Ha, cute - you think AI needs a "group" to do its mind mapping.
But jokes aside, I think this is such a nice and quick shortcut to quickly getting a top-level overview of a topic. Sure, the usual caveats about e.g. hallucinations apply, but it's awesome to just input a few words about your topic and get a thorough visual exploring many of the interconnections.

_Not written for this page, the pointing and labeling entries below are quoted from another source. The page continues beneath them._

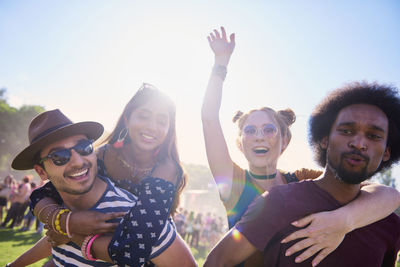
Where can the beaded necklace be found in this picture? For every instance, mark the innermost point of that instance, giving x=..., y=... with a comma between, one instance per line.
x=134, y=171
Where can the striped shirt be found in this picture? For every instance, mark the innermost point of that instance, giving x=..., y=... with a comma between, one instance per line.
x=114, y=199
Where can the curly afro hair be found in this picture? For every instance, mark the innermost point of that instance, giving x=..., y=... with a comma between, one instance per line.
x=383, y=96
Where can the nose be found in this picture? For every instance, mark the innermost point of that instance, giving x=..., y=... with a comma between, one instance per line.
x=359, y=143
x=76, y=159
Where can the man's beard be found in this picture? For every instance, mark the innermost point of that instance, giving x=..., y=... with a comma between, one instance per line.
x=349, y=177
x=83, y=189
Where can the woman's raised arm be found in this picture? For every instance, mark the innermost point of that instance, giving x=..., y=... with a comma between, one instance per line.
x=219, y=160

Also - on hallucinations - I’ve noticed a new (?) behavior where the AI will fess to it right away like oh sorry, my bad and I’m hoping this goes into reinforcement learning or whatever the appropriate name is to get better here
The thing is, LLMs will often say "Sorry, my bad" when you point a hallucination out. Even the original Bing did that, because they're trained through RLHF to be responsive to feedback.
But the key is to have LLMs catch their own mistakes BEFORE ever outputting them. The o1 model is slightly better here because it revisits its own assumptions during reasoning steps, but it's not perfect.
It's my understanding that the current approach to training LLMs means that hallucinations aren't possible to solve 100% - you can minimize them dramatically, but not eliminate them. We'd need new architectures and approaches for that.
Have you done a tool roll up like this for AI apps that write code?
I haven't, mainly because I'm not an authority on the topic and wouldn't quite be able to tell which tool is best. But maybe I can try research them one day.